Some people may object and say they create their blogs for purely personal, introspective reasons.  In some cases, I am sure they are correct, but I think most bloggers are extroverts and want the notoriety a blog can bring.  For the extroverts, if no one ever reads their blog, or comments on it, I think most will give up blogging.  They will have lost their sustaining motivation. 

This is potentially a big problem for entrepreneurs who hope to profit from the coming early majority blogger adoption boom. 

As millions more bloggers come online, the challenge of garnering significant amounts of people's attention (which converts to social capital and, therefore, personal fame) is going to grow exponentially more difficult.  Fame, as measured by services like Google, Popdex, Technorati, etc, is going to grow very far out of reach for nearly all bloggers.  This will be very frustrating for many people unless expectations get reset. 


So the question becomes, how does blogosphere success get redefined to make sure blogs become a permanent part of the mainstream and are not some digital equivalent of an algae bloom where the population explodes, chokes off the resources it needs to survive, and then dies. 

For blogs to really change the world, everyone needs one, but the current infrastructure in which success is defined by global rankings is not sustainable for the vast majority in a blog-saturated world. 

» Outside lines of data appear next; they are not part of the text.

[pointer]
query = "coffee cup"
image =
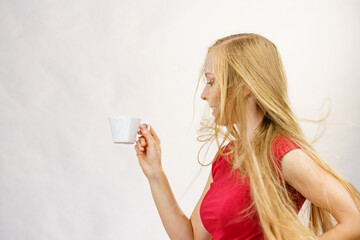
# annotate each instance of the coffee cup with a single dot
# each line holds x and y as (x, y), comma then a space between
(124, 129)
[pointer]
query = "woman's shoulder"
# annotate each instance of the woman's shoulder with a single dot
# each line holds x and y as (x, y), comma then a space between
(281, 145)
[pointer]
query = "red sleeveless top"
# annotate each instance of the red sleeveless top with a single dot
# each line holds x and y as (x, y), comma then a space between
(227, 196)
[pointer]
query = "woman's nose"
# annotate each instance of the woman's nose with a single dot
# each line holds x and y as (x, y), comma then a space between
(203, 96)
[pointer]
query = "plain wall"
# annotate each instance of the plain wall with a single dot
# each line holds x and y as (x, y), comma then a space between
(66, 66)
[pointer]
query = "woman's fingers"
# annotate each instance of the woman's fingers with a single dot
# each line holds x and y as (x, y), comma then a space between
(155, 136)
(146, 134)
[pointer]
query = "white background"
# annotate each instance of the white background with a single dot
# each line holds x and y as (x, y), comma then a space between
(65, 66)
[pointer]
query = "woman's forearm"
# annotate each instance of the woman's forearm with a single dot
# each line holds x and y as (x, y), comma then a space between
(176, 224)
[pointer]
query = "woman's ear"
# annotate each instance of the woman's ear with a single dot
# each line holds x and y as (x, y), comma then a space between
(247, 92)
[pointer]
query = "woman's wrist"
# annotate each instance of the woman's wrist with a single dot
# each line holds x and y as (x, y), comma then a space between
(156, 175)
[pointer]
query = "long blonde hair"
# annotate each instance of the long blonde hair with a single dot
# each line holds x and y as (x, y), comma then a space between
(253, 61)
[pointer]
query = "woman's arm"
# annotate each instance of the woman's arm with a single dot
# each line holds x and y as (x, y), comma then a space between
(175, 222)
(322, 189)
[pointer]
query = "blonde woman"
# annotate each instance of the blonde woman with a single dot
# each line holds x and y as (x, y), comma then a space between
(261, 177)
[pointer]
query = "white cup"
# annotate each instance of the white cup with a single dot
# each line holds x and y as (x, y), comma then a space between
(124, 129)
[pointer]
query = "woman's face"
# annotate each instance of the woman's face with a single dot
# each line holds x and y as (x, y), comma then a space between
(213, 99)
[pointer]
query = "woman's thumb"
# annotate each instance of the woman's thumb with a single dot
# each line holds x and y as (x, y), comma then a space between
(145, 132)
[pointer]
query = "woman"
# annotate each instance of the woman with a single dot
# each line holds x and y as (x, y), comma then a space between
(261, 178)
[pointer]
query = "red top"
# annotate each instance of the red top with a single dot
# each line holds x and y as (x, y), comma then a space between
(227, 196)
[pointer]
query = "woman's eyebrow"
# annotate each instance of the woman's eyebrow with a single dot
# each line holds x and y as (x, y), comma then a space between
(206, 74)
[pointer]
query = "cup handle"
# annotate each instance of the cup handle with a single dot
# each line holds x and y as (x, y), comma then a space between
(140, 135)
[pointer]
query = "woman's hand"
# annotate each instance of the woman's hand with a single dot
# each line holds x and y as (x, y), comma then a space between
(148, 152)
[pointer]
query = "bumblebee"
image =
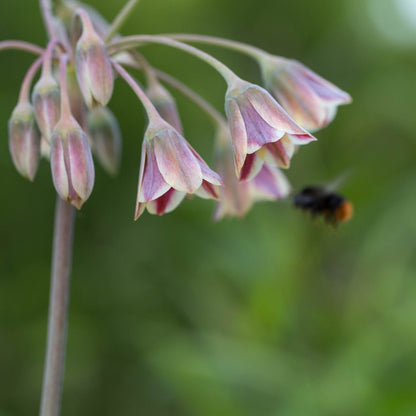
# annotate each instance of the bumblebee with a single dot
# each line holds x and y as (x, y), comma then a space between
(319, 201)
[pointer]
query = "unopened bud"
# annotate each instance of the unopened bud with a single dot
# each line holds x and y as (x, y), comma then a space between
(24, 140)
(165, 104)
(46, 102)
(71, 162)
(106, 138)
(93, 68)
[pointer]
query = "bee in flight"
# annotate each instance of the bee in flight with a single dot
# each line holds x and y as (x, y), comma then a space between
(320, 201)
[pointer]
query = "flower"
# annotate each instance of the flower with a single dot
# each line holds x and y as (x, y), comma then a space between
(71, 162)
(257, 123)
(309, 99)
(170, 168)
(93, 66)
(24, 140)
(238, 196)
(165, 104)
(46, 102)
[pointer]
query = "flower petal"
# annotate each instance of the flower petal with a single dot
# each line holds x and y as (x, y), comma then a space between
(207, 174)
(151, 182)
(251, 167)
(208, 191)
(176, 162)
(238, 132)
(271, 111)
(278, 153)
(258, 131)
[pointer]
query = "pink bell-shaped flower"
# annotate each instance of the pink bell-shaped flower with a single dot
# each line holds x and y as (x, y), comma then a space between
(170, 169)
(309, 99)
(257, 124)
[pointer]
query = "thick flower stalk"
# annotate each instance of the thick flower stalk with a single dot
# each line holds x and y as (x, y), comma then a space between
(65, 118)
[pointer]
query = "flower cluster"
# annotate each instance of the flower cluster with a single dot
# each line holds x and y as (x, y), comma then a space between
(65, 118)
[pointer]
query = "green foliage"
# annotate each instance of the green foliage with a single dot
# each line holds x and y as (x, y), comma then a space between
(269, 315)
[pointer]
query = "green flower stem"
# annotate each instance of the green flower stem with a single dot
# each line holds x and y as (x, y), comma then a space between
(58, 309)
(24, 46)
(147, 104)
(27, 82)
(120, 19)
(46, 9)
(130, 42)
(250, 50)
(152, 74)
(203, 104)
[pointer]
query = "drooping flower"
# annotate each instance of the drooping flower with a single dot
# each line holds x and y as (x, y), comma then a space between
(71, 162)
(46, 102)
(258, 123)
(24, 140)
(309, 99)
(93, 65)
(170, 169)
(238, 196)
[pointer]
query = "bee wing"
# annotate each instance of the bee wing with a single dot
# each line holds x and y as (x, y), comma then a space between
(337, 182)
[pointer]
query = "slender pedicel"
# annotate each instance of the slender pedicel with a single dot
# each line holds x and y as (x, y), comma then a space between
(152, 72)
(151, 111)
(21, 45)
(120, 19)
(250, 50)
(130, 42)
(46, 9)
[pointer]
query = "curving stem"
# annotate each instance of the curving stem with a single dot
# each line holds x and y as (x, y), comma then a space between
(58, 309)
(46, 9)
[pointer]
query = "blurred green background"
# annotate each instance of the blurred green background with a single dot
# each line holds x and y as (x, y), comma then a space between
(269, 315)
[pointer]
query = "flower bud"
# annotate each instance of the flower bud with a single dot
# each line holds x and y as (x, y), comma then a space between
(256, 122)
(93, 68)
(170, 169)
(24, 140)
(165, 105)
(71, 162)
(309, 99)
(46, 102)
(106, 138)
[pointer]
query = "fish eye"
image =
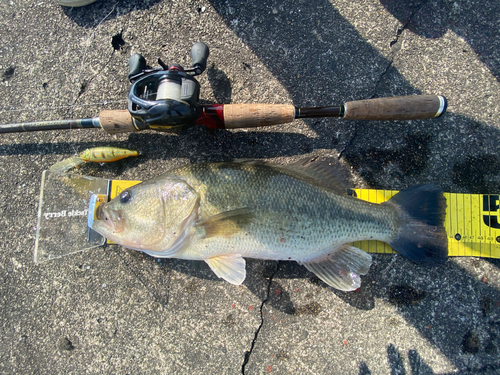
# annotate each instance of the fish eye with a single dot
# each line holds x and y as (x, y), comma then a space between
(125, 196)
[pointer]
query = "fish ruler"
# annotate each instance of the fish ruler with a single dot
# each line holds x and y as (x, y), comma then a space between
(472, 221)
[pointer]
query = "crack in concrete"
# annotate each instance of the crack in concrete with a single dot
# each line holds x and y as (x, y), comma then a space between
(350, 142)
(248, 353)
(395, 47)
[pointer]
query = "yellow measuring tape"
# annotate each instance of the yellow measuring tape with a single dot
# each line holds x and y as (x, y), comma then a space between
(472, 221)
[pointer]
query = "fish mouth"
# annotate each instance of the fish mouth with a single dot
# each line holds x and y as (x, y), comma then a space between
(112, 220)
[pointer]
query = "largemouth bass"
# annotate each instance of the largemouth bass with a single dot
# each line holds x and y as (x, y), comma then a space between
(223, 212)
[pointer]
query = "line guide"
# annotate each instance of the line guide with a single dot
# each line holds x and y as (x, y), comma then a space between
(472, 221)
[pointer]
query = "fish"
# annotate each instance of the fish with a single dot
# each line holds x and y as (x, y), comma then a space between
(96, 155)
(224, 212)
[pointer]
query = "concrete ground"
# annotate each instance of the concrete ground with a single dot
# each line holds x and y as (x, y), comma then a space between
(115, 311)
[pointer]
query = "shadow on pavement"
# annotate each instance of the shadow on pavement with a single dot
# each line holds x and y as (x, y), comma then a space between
(472, 22)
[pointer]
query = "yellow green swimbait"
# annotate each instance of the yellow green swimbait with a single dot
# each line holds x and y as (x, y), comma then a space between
(96, 155)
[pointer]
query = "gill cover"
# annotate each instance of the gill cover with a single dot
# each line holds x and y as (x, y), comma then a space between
(151, 216)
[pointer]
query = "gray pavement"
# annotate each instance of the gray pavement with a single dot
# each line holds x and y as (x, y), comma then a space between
(115, 311)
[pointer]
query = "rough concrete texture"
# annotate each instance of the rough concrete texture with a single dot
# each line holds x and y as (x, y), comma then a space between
(115, 311)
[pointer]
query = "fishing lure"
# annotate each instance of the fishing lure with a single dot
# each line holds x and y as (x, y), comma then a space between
(95, 155)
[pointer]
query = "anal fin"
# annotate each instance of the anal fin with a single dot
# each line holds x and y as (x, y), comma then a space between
(341, 268)
(228, 267)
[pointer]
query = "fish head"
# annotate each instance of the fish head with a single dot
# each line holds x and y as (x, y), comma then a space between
(149, 216)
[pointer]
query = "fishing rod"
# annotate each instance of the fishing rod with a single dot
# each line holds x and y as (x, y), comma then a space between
(166, 99)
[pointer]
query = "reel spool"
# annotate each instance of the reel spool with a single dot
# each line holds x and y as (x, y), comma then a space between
(166, 98)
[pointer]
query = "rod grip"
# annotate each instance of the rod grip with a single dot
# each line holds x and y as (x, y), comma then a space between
(117, 121)
(396, 108)
(253, 115)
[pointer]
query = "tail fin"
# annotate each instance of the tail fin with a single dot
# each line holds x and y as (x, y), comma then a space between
(422, 236)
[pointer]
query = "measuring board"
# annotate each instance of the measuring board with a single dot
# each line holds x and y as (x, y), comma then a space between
(472, 221)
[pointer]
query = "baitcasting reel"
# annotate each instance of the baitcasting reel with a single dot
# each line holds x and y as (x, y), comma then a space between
(166, 98)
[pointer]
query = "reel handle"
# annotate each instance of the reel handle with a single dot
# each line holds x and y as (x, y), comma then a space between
(199, 56)
(136, 65)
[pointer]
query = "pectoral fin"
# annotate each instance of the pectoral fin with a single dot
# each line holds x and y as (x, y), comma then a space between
(228, 267)
(341, 268)
(227, 223)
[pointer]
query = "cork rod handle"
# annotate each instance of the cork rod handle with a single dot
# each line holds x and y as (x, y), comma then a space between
(116, 121)
(253, 115)
(396, 108)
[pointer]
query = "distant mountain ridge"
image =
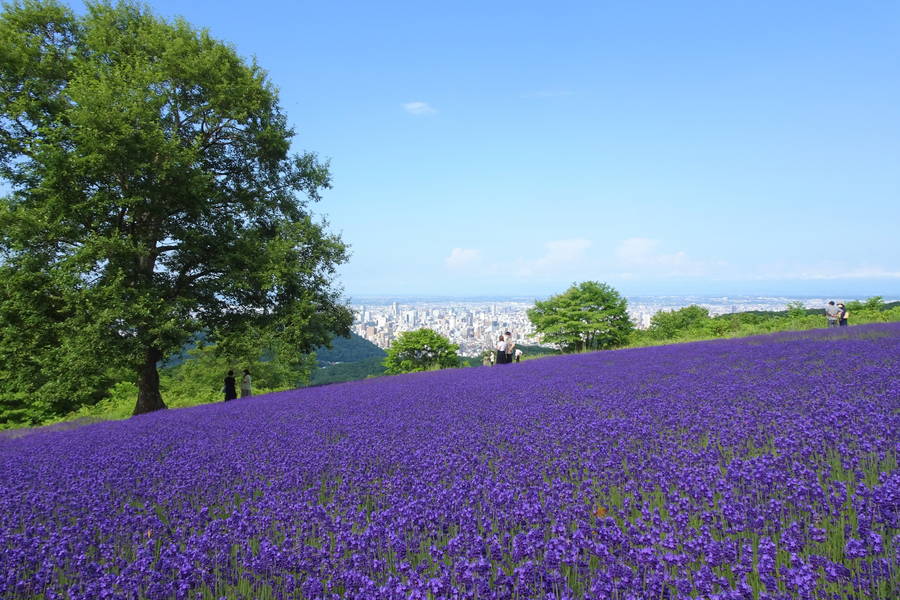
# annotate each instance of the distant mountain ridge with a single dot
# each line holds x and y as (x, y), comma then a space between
(344, 350)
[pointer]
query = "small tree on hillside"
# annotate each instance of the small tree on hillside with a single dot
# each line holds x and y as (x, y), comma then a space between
(667, 324)
(421, 350)
(587, 316)
(154, 195)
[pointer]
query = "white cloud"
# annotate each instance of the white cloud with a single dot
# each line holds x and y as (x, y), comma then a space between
(826, 272)
(461, 258)
(644, 254)
(557, 255)
(419, 109)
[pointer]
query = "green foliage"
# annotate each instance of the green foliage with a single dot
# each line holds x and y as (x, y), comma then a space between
(694, 323)
(153, 196)
(587, 316)
(200, 380)
(421, 350)
(667, 323)
(348, 371)
(346, 350)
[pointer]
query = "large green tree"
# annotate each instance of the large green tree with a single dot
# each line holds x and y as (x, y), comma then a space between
(153, 194)
(587, 316)
(667, 324)
(421, 350)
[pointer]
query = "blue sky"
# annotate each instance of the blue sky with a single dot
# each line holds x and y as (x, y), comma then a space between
(663, 147)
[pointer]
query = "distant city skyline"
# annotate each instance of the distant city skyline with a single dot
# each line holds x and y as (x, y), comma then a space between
(517, 147)
(474, 324)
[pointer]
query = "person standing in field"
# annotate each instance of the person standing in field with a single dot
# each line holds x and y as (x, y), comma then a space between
(230, 391)
(510, 347)
(843, 315)
(832, 314)
(246, 384)
(501, 351)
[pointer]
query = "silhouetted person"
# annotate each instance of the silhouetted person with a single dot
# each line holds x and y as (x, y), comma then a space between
(230, 390)
(246, 382)
(832, 313)
(510, 347)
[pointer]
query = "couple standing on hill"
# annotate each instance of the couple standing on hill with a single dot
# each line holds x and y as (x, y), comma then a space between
(231, 392)
(836, 314)
(506, 350)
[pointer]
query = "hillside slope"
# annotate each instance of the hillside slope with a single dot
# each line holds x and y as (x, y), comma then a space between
(762, 467)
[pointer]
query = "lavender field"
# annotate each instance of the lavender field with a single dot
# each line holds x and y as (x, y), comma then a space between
(762, 468)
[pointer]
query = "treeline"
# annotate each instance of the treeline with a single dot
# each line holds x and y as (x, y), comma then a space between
(695, 323)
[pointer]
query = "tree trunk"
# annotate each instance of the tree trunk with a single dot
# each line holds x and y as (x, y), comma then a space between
(149, 398)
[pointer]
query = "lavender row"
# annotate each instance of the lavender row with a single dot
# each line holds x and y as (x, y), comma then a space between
(763, 468)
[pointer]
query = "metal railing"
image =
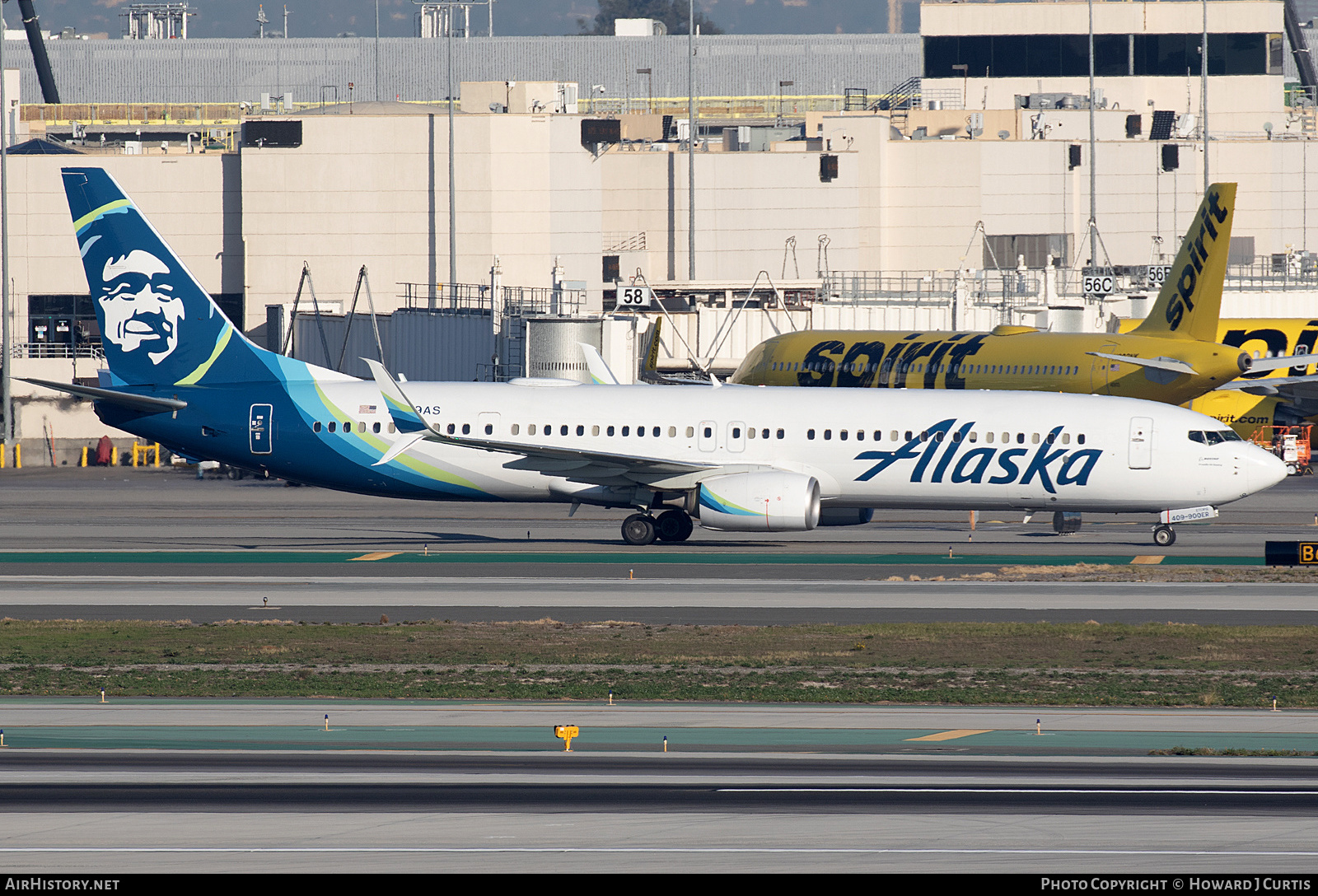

For the average blogger, fame-as-success model needs to become pride in publishing on what is effectively the new refrigerator door.  It needs to move away from being stack-ranked against bOING bOING and become much, much more socially localized.  We need to encourage the concept of micro-fame among one's peers, friends, and families.  This is both a technical infrastructure change and a social redefinition. 

I am not sure how to best do that but I think that if we look at things like photography, we can see how it evolved from a very specialized and insular community of Photographers into a mass-market of snap-shot takers.  Will blogs do to publishing fame what the Kodak Moment did to photography?

I don't know.  Perhaps they already have.



Sizing the Blogosphere

As is often the case, Jeff Jarvis is a source (or at least a pointer to) great nuggets of information and ideas.  In this case, it happens to be on an interesting article by Rick Bruner of iMedia Connection focused on blogosphere traffic.  Definitely worth a read.